Il s'imagina, entrant dans un de ces mondes parallèles, aux accents d'un monde véritable,
plein de bruits, de formes et de couleurs, plein d'êtres visibles mais cependant immatériels.
Il aurait la joie d'inverser le monde. Dans le monde d'aujourd'hui, on ne voit ni ne sent les
fantômes. Peut-être existent-ils, peut-être pas. Allez savoir. Mais là dans son monde
virtuel, il serait lui le fantôme, dont ces êtres virtuels ignoreraient l'existence. Pour eux, il
ne serait rien d'autre qu'un non-être, se déplaçant sans bruit, sans odeur, sans forme ni
couleur. Il pourrait être là, sans qu'aucun des êtres virtuels, là, devant lui, autour de lui, en
soit le moins du monde incommodé. Et comme un fantôme, il pourrait assister à leurs
mouvements, à leur débats, à leurs ébats, à leur querelles, à leur guerre.
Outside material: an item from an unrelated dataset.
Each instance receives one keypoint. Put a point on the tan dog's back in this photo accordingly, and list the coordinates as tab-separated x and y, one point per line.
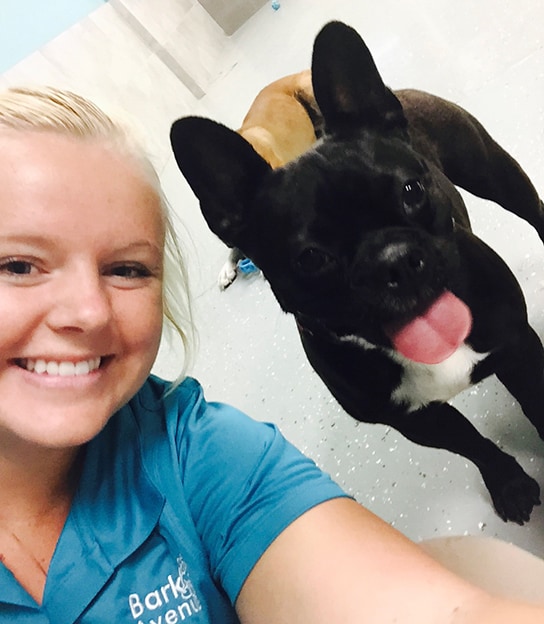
278	125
Dans ce monde, il
y jouerait au passager clandestin, au voyeur, au passe-muraille, au passe-homme. Non
seulement, il pourrait passer au travers de ces êtres holographiques, mais plus encore.
C'était là une horrible découverte! Il pourrait lire dans les pensées de ces êtres virtuels,
savoir comme ils s'aiment ou comme ils se détestent.
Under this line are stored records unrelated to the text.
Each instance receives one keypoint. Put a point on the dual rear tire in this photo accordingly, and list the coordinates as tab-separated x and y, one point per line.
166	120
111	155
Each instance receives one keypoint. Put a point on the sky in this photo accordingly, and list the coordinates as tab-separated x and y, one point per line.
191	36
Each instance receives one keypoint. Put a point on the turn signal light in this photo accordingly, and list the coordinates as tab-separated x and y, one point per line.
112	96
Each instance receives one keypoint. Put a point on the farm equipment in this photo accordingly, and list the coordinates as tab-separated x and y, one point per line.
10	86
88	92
Gravetou ajouta cependant qu'il doutait un peu de la capacité des programmeurs à réaliser
un monde totalement anthropomorphique, mais que l'imagination des hommes aidant, ces
mondes virtuels pourraient être ceux des frissons garantis, parmi des créatures inédites. Il
imagina par exemple des créatures énormes, non pas composées de molécules assemblées
comme nous pouvons l'être, mais résultat d'un assemblage informe, invertébré, comme
une mère de vinaigre ou comme du kéfir, ou comme un nuage de sauterelle. Créature
capable de mémoire, d'analyse et de réactions et d'actions. Créature dont on devine la vie
et l'intelligence et le besoin de communiquer. Voilà sans doute un des mondes virtuels
facilement fractalisés et chaotisés dans lesquels on pourra se trouver rien qu'en ouvrant
une porte. Mais qui sait, l'imagination et le talent des hommes réels ne pourront-ils pas
construire aussi pour le plaisir, ô blasphème, des hommes à notre image?
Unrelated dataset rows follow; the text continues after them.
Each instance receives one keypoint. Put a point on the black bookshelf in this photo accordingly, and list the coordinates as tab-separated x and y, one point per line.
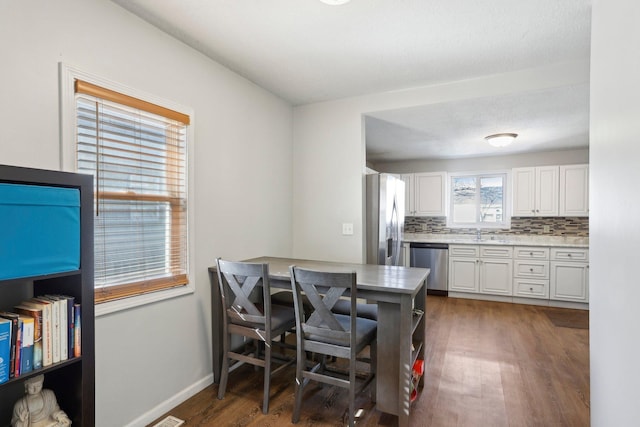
72	380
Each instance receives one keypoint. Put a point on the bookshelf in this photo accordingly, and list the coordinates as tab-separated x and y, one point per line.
72	380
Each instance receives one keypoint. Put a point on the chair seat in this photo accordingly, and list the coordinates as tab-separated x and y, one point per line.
365	331
282	317
367	311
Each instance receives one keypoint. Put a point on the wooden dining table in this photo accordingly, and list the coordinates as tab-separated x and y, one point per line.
399	292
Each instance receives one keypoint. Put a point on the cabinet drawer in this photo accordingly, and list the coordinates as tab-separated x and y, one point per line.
531	288
525	252
570	254
531	269
496	251
463	251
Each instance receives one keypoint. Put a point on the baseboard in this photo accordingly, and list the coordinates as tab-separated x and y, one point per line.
171	403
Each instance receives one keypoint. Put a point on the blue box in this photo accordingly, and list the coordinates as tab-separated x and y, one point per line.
40	230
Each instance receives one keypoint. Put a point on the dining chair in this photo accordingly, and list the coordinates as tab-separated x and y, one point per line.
325	333
246	302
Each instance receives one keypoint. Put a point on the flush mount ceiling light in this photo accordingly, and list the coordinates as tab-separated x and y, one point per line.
500	139
335	2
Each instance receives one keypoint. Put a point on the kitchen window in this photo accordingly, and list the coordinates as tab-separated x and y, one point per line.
136	146
478	200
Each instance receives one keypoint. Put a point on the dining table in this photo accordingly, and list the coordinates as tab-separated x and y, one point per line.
401	297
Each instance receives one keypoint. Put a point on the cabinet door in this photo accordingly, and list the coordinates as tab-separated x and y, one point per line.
496	276
409	194
406	255
463	274
574	190
430	191
524	190
569	281
547	191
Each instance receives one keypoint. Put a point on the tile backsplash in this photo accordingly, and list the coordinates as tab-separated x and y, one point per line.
557	226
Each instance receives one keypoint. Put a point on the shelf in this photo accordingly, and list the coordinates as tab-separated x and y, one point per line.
72	380
416	317
46	370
A l'appui de ses idées, Gravetou se rappela "Le lapin blanc", une BD pour enfant rêveur
qui l'avait enchanté.
Quant à ses compagnons, cette vision du futur les laissa froids, comme si , en l'écoutant, ils
avaient feuilleté sans comprendre une BD de science fiction. Il y avait là une espèce
d'interdit. Halte là, il est interdit d'imaginer. Ils refusaient sans doute de regarder la vie par
dessus la rambarde des jours, par peur du vertige sans doute.
A l'évocation des mondes virtuels, Manach s'était pour sa part remémoré une expérience
bien réelle, dans laquelle des chercheurs avaient réussi à faire sortir une voix du milieu
d'une pièce, là où il n'y avait personne. Encore une histoire de fantôme. Imaginez-vous
tranquillement assis à lire dans le silence d'un salon d'un vieux manoir écossais, quand
soudain une voix s'adresse à vous. Vous levez les yeux, mais vous ne voyez personne, et la
voix continue "Aùdu bone Hamlet. Mi estas la spirito de via patro, kondamnita vagadi en
la nokto...". Personne! Vous vous levez, vous changez de place et la voix semble toujours
venir du centre de la pièce. Fantôme, rêve? Non. La technique, toujours la technique. Ici,
c'est le mariage de quelques ondes ultrasonores que l'on fait se rencontrer au centre la
pièce, en faisant en sorte que les fréquences hautes s'opposant entre elles produisent des
fréquences basses que l'on sait alors entendre.
Chaloco prophétisa à son tour:
- la machine risque un jour d'inventer des trucs que notre auto-censure consciente ou
inconsciente nous interdit d'inventer. La machine prendra l'information, la comparera à ce
qu'elle connaît et constituera sa propre base, selon ses propres filtres, avec tous les risques
de prendre comme vraies des informations fausses.
Il se trouvera toujours un apprenti sorcier pour faire de la politique avec cette machine.